I recently sat down with David Blei, co-author of the seminal paper on topic models, and who remains one of the leading researchers in the field. We talked about the origins of topic models, their applications, improvements to the underlying algorithms, and his new role in training data scientists at Columbia University.
Generating features for other machine learning tasks
Blei frequently interacts with companies that use ideas from his group’s research projects. He noted that people in industry frequently use topic models for “feature generation.” The added bonus is that topic models produce features that are easy to explain and interpret:
“You might analyze a bunch of New York Times articles for example, and there’ll be an article about sports and business, and you get a representation of that article that says this is an article and it’s about sports and business. Of course, the ideas of sports and business were also discovered by the algorithm, but that representation, it turns out, is also useful for prediction. My understanding when I speak to people at different startup companies and other more established companies is that a lot of technology companies are using topic modeling to generate this representation of documents in terms of the discovered topics, and then using that representation in other algorithms for things like classification or other things.”
Scaling to large corpuses
The early algorithms that came out of the academic research community couldn’t handle large numbers of unstructured documents. I remember having problems fitting topic models against 100,000 documents (nowadays, this is a relatively modest corpus). But things changed around 2010, Blei explained:
“At some point, Google showed me that they fit a topic model to a billion documents and a million topics, something I couldn’t have done, and were using it as features for various things … Before 2010, it was hard for us to analyze with our modest academic clusters … to analyze 100,000 documents. That was a big deal for us — if we analyzed 100,000 documents, that was a big piece of analysis. After that work, we now regularly can analyze half a million documents, three million documents, five million documents — and with a computer cluster, we can analyze billions of documents. This was a big change. This changed the scale at which we could do these kinds of analyses and, further, our algorithm generalized to many different kinds of statistical models.

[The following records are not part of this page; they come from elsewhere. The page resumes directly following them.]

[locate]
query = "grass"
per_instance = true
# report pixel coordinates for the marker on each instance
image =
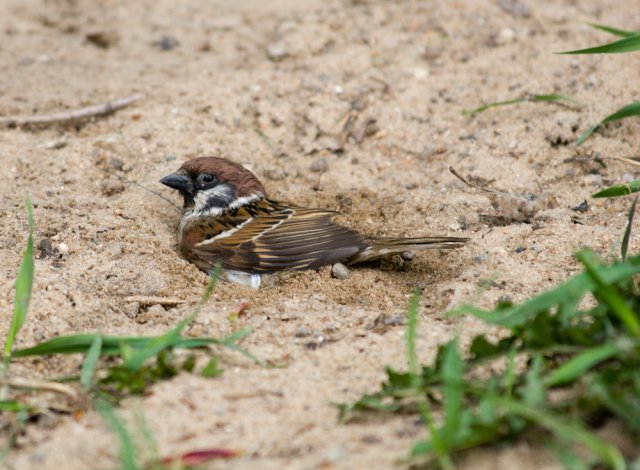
(551, 98)
(485, 395)
(630, 42)
(134, 364)
(23, 286)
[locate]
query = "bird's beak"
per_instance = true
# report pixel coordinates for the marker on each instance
(180, 182)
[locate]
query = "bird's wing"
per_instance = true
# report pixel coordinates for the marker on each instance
(276, 237)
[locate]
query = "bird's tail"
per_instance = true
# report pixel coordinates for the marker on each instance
(383, 247)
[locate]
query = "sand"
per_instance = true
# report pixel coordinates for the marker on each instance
(272, 85)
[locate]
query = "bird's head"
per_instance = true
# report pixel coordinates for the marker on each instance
(213, 184)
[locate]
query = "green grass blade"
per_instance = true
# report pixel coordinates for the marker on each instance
(91, 362)
(615, 31)
(142, 425)
(553, 98)
(24, 285)
(627, 44)
(533, 392)
(627, 233)
(127, 448)
(549, 98)
(575, 367)
(629, 110)
(573, 289)
(619, 190)
(111, 345)
(80, 344)
(453, 382)
(495, 104)
(135, 358)
(610, 294)
(231, 342)
(13, 406)
(442, 454)
(571, 431)
(412, 330)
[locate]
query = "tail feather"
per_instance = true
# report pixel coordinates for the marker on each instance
(383, 247)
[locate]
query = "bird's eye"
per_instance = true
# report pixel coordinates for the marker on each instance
(206, 178)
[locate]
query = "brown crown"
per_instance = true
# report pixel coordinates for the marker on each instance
(245, 182)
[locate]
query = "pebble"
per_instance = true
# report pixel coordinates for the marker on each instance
(276, 52)
(55, 144)
(408, 255)
(340, 271)
(593, 179)
(63, 248)
(319, 165)
(167, 43)
(302, 332)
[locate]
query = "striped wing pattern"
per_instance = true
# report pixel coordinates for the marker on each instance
(267, 236)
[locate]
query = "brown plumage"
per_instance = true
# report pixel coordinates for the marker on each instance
(228, 218)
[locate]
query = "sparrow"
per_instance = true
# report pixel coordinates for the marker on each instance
(229, 219)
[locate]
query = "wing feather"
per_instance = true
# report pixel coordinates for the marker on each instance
(282, 237)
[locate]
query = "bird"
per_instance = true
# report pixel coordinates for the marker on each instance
(228, 219)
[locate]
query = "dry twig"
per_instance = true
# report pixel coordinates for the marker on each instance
(39, 385)
(152, 300)
(103, 109)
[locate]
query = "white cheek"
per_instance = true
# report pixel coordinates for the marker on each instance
(222, 191)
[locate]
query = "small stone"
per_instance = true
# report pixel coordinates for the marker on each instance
(302, 332)
(593, 179)
(102, 39)
(47, 250)
(340, 271)
(408, 255)
(276, 52)
(328, 142)
(166, 43)
(319, 165)
(55, 144)
(627, 178)
(582, 207)
(63, 248)
(515, 8)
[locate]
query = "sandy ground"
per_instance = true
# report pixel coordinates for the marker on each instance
(271, 84)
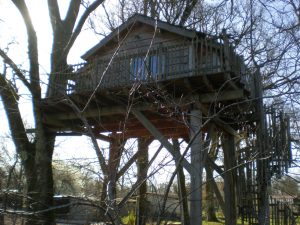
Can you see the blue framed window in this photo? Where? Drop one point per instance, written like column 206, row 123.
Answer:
column 149, row 68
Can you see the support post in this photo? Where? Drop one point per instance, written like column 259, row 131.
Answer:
column 115, row 152
column 182, row 195
column 263, row 160
column 229, row 179
column 142, row 169
column 196, row 168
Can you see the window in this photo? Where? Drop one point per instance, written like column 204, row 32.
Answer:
column 141, row 69
column 70, row 86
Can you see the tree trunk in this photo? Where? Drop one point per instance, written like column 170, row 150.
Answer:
column 40, row 188
column 182, row 194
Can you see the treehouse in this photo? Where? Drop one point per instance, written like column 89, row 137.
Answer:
column 150, row 79
column 155, row 67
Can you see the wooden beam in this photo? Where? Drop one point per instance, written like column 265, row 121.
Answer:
column 157, row 135
column 197, row 167
column 101, row 111
column 222, row 96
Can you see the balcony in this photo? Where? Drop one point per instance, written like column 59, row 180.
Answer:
column 205, row 61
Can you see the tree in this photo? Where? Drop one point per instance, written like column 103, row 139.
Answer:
column 36, row 154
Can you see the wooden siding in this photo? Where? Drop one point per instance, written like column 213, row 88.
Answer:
column 165, row 60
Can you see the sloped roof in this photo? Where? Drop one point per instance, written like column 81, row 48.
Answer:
column 138, row 18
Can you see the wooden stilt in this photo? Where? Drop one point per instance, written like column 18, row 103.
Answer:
column 197, row 167
column 142, row 169
column 182, row 193
column 229, row 179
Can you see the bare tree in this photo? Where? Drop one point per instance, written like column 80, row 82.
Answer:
column 36, row 154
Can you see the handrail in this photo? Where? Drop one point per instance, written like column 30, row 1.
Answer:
column 164, row 62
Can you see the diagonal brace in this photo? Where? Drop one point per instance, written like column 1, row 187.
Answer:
column 157, row 135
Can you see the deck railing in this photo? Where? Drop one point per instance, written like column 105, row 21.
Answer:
column 161, row 63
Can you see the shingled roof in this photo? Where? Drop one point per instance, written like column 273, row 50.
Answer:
column 138, row 18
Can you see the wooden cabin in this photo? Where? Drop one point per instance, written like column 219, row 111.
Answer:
column 150, row 79
column 155, row 67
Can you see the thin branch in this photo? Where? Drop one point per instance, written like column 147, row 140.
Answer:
column 15, row 68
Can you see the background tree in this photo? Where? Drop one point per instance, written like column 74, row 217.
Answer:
column 36, row 154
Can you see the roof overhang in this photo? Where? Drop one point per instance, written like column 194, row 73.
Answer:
column 138, row 18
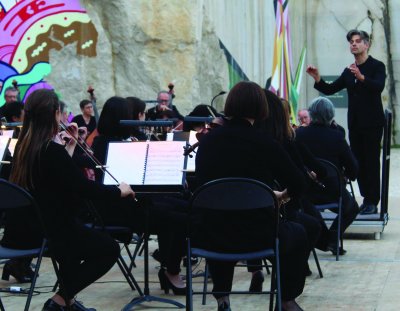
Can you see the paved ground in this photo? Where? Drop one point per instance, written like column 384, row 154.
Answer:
column 367, row 278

“That’s just a little story, part of a bigger story in scaling up machine learning. I think a lot of the interest in statistical machine learning and data science right now is thanks both to it being a rich field that provides tools that help us understand and exploit patterns in data, but also that we’ve all been working hard to bring it up to date to modern data set sizes. This idea, which is called stochastic optimization, is one of the cornerstones of scaling up machine learning. What’s amazing about this is, that idea is from 1951. It’s Robbins and Monro, 1951, this little eight page mathematics paper.”
Explosion of work in industry and academia
I think it’s fair to say that topic models are now being used by data analysts in all disciplines and companies. In recent years, it’s become a technique that researchers from the humanities and social sciences have come to rely on. Blei marvels at the number of people using topic models in their work:
“It’s funny, I remember at first I was aware of all the different extensions, and at some point that changed. I no longer can keep my hand on everything. I can’t know about all the different topic modeling papers that are out there, and so I get asked a lot of questions, ‘Hey, has anybody written a paper about this or this?’ I usually have to answer, ‘I’m not sure.’ I know what my students are up to, and when something has a lot of traction, of course, I know about it, but at some point I lost my own handle of the topic modeling literature because it was growing so fast. … I think that the success stories for topic modeling that I find most compelling are the ones where people in the social sciences and in political science and in the digital humanities are using these tools to help them with their close reading of large archives of documents.”